The Southern Australian biological stock has components in Western Australia, Victoria, Tasmania and South Australia. Each jurisdiction assesses the part of the biological stock that occurs in its waters. Historically, the Victorian and Tasmanian fisheries have constituted the bulk of the Giant Crab Fishery; however, both these states have had substantial reductions in total allowable commercial catch (TACC) over the past decade.

Giant Crab Fishery (Victoria)

Management of fishing mortality in Victoria is through a TACC, and legal minimum lengths (LML) to protect mature undersized crabs. The LML aim to ensure that egg production remains at no less than 40 per cent of unfished levels4. However, there is considerable uncertainty around the population dynamics of larger females and hence the degree of protection provided by these limits. Setting of an annual TACC occurs according to the performance measures and strategies specified in the Victorian Giant Crab Fishery Management Plan5. Catch per unit effort (CPUE) is the primary indicator of Giant Crab biomass and is expressed as the catch taken per 24-hour pot-lift, by fishers landing more than 1 tonne (t) in a fishing year.
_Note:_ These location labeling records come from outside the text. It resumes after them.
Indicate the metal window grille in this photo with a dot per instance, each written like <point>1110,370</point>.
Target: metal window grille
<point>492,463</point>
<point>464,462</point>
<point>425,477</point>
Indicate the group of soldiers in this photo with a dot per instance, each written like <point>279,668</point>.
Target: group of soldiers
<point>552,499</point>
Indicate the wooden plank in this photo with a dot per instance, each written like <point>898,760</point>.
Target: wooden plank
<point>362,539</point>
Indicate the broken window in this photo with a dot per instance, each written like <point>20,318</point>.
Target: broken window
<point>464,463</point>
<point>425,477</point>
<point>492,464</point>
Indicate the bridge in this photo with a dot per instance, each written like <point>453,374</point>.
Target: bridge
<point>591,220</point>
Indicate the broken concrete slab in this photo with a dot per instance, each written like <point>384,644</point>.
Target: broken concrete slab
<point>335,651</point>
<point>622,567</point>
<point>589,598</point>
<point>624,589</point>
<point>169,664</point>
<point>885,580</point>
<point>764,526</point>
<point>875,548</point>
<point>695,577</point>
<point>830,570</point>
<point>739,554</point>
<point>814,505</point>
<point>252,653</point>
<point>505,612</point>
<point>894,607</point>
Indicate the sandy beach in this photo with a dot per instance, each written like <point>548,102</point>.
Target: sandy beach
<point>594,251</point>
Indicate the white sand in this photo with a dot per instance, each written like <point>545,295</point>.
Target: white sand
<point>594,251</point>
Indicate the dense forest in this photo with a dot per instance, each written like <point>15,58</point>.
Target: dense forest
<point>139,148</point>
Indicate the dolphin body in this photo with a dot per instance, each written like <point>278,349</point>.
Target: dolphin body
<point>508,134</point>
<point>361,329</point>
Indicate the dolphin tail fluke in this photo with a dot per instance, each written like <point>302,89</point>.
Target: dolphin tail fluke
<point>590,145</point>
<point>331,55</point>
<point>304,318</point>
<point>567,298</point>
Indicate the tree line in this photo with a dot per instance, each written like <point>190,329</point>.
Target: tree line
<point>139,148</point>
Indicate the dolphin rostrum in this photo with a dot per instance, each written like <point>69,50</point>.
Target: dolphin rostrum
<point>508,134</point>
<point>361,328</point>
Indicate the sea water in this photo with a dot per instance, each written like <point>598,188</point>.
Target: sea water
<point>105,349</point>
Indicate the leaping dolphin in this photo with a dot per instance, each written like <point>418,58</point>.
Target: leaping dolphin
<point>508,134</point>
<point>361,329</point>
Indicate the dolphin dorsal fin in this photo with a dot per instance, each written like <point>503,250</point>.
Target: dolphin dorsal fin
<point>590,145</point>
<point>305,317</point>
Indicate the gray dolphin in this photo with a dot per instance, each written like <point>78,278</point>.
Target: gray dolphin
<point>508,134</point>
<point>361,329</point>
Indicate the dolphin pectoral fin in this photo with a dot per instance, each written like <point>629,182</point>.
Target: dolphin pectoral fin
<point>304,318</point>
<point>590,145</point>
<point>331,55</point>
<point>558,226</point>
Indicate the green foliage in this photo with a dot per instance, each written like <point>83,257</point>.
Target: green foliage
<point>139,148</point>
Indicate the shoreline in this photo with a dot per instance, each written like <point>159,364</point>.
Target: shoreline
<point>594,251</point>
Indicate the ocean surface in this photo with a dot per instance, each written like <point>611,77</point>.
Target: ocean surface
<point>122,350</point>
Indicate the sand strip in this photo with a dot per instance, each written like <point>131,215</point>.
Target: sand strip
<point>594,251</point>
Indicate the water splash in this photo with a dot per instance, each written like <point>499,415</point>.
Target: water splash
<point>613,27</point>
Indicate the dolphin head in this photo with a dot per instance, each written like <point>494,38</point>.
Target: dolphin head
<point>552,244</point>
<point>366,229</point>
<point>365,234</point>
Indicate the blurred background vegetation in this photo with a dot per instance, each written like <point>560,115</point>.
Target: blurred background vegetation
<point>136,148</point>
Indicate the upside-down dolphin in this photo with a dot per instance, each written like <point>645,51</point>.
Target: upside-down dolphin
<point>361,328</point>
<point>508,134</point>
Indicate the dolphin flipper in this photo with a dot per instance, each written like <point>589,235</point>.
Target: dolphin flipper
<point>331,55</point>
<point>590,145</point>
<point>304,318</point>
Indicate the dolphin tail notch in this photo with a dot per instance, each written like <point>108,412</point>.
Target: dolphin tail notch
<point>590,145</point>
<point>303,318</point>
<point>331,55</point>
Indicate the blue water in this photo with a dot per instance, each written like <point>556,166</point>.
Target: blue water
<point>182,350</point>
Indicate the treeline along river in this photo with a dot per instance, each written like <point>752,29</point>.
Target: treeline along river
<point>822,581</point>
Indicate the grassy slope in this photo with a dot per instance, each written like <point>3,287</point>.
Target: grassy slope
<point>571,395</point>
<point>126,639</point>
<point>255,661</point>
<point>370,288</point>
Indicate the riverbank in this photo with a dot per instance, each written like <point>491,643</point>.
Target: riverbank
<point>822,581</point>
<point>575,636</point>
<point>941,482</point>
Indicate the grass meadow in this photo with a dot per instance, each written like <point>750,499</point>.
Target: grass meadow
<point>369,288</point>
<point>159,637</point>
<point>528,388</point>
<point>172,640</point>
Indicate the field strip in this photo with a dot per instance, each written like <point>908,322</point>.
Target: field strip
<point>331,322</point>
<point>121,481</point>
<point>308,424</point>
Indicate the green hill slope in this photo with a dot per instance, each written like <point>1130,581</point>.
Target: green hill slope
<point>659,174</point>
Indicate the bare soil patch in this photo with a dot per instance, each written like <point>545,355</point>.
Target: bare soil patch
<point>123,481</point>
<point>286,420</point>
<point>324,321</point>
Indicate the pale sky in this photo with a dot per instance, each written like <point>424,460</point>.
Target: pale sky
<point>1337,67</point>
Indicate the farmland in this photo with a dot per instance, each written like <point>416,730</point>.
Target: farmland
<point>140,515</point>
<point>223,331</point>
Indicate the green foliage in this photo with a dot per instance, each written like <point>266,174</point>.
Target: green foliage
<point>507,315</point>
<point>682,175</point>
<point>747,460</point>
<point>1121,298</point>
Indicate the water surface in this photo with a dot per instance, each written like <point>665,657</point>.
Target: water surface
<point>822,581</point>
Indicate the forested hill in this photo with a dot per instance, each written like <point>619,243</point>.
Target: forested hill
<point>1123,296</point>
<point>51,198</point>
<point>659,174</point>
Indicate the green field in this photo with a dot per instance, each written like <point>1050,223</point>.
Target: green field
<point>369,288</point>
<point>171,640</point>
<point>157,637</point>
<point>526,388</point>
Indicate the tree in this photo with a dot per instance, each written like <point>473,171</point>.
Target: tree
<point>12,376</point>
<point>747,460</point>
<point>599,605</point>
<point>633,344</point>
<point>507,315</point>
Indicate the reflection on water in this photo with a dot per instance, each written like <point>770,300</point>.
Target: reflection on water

The TACC was set at 25 t from 2002–09, but was decreased over several years in response to declining catch rates, to 10.5 t in 2014–15. A recent review of standardisation methods to account for soak time has translated to a doubling in CPUE since 2010–11, and CPUE has been above the limit reference point for the past four fishing seasons6. Despite this, a number of factors, including the spatial contraction of the Giant Crab fishery, the reduced number of participants (less than five fishers) and no fishery-independent data, have meant that there is insufficient information available to confidently classify the Victorian component of the stock.

 

On the basis of the evidence presented above, Giant Crab Fishery (Victoria) management unit is classified as an undefined stock.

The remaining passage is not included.